『機動戦士ガンダムZZ』の放送後、ガンダムシリーズはしばらくTVアニメがない時期が続いた。画像は「U.C.ガンダムBlu-rayライブラリーズ 機動戦士ガンダムZZ I」(バンダイナムコアーツ)(C)創通・サンライズ
【画像】「えっ、確かに」「言われてみれば」 これがガンダムアニメの「空白期」も人気を支えた【功労者】です(5枚)
ファン待望の「ガンダム続編」 その影で功績を残した者が…?
どんな人気作品もいつかは終わるものです。しかし、なかにはシリーズ化のはてに一大コンテンツにまでなっていくものもありました。『機動戦士ガンダム』(1979年)がまさにそうです。
もともとTVアニメ作品の『機動戦士ガンダム』は打ち切り作品でした。しかしファンの声を足がかりに人気を集め、劇場版へと結びつき、日本中を熱狂させるほどのブームとなります。そこにはさまざまな要因がありますが、一番大きなものは「ガンプラ」だったのではないかと考えます。
『ガンダム』のプラモデル、いわゆる「ガンプラ」は、TV放送終了後に模型会社「バンダイ」から発売されました。これが大ヒットとなり、ガンダムブームを支える大きな要因となります。
それまでのガンダムファンは中高生以上が多数を占めていたのですが、ガンプラのヒットにより小学生以下の子供たちが加わり、結果としてファン層の拡大につながりました。そして、ガンプラのヒットは独自の方向へとブームを導きます。
その結果、完結した『ガンダム』という作品は、続編『機動戦士Zガンダム』(1985年)へとつながりました。本来ならアニメの続編は作品の高い人気から動くものですが、『ガンダム』の場合はガンプラが大きく影響することになります。この関係は、後のシリーズにも引き継がれました。
そこからのガンダムシリーズの歴史を紐解いていくと、TVアニメが放送されなかった時もガンプラがシリーズを支え、大型コンテンツに育っていく要因だったことがわかります。

1996年放送の『機動新世紀ガンダムX』の後にも、TVアニメの空白期があった。画像は同作のDVD1巻(バンダイビジュアル)
次世代のファン層への「バトンタッチ」にも成功
『機動戦士ガンダムZZ』(1986年)終了後、ガンダムシリーズは一時的にTVから姿を消しました。代わりに劇場版やOVAという形で新作は発信され続けます。レンタルビデオが普及した時代でもあり、それほど視聴は難しくありませんでした。
この時代にシリーズを支えたガンプラといえば、やはり「SDガンダム」シリーズでしょう。第1期ガンプラブームを支えた世代より下の、当時の小学生たちから好評を得ました。つまりガンダムファンの「世代交代」を成し遂げたわけです。

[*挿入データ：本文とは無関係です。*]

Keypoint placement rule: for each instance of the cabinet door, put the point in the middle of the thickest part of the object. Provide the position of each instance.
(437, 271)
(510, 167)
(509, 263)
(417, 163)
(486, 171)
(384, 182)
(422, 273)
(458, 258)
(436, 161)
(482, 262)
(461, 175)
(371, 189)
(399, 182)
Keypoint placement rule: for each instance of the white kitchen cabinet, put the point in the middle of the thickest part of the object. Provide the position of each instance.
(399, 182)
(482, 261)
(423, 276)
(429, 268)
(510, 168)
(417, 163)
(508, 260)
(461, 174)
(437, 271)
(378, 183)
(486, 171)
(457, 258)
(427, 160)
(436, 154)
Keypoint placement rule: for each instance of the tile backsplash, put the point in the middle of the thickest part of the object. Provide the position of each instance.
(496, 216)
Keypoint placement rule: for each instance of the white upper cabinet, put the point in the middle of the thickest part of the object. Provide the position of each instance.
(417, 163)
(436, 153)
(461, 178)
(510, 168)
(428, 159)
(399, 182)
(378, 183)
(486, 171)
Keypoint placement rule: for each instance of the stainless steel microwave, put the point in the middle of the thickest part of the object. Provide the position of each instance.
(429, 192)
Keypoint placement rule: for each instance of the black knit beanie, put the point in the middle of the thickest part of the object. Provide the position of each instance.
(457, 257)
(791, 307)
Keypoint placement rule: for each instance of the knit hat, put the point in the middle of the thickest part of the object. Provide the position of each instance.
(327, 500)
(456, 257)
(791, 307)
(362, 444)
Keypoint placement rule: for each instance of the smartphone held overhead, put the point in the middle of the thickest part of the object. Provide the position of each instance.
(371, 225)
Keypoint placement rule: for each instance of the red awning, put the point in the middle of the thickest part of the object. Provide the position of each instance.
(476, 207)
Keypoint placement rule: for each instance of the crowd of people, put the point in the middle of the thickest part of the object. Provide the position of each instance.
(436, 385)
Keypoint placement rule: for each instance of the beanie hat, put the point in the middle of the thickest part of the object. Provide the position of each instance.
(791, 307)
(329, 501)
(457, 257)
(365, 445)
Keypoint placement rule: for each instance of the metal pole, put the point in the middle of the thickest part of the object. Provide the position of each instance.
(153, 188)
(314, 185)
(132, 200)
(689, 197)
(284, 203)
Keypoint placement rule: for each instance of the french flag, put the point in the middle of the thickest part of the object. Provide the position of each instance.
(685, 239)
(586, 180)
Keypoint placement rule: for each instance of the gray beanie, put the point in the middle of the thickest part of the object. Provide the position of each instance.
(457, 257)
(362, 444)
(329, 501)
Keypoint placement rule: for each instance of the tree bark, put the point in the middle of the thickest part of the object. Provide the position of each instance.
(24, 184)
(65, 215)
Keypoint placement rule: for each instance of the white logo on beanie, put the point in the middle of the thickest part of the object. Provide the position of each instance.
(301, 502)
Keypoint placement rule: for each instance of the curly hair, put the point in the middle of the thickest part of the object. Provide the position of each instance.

ちなみに第1期ガンプラ世代に向けた商品として、1990年に「HG(ハイグレード)」と呼ばれるシリーズが展開されました。これは当時の技術水準でリニューアルした1/144シリーズです。この商品が発売されたことが、ガンプラの歴史では大きな一歩となりました。
ここで生まれた「SD」世代に向けて、ガンダムシリーズのTVアニメは復活を果たします。その第1弾が『機動戦士Vガンダム』(1993年)でした。そして第2弾となる『機動武闘伝Gガンダム』(1994年)の登場で、SD世代の受け皿となるシリーズへとなります。
もっとも、後に「オルタナティブシリーズ」と名付けられた作品群は『機動新世紀ガンダムX』(1996年)で一度幕を閉じることになりました。しかし、ガンプラの進化はアニメの進行に関わらず進んでいたのです。
1995年にガンプラ15周年記念企画として登場した1/100サイズの「MG(マスターグレード)」は、当初は高級品としての立ち位置でした。その後、ガンプラ20周年記念企画として1998年には1/60サイズの「PG(パーフェクトグレード)」が登場し、より完璧なガンプラが模索されることになります。
この間、『∀ガンダム』(1999年)で単発的にTV作品として復活した後、新たなシリーズとして『機動戦士ガンダムSEED』(2002年)が放送しました。この『SEED』が新たなガンダムファン層の獲得に成功します。
一般的に女性ファン人気の高さが指摘される『SEED』ですが、それと同じくらい小学生人気も高い作品でした。実際に300円クラスで発売された低価格帯のガンプラはヒット商品となり、関係者から「第1次ガンプラブーム以来のヒット」といわれるほどだったそうです。
これらの歴史を紐解いていくと、「ガンプラによる次代へのバトンタッチ」が上手く機能したことが、今のガンダムシリーズの知名度を支える要因だったことがわかるでしょう。現在、幅広い層でガンプラがもてはやされるのも、納得できるというものです。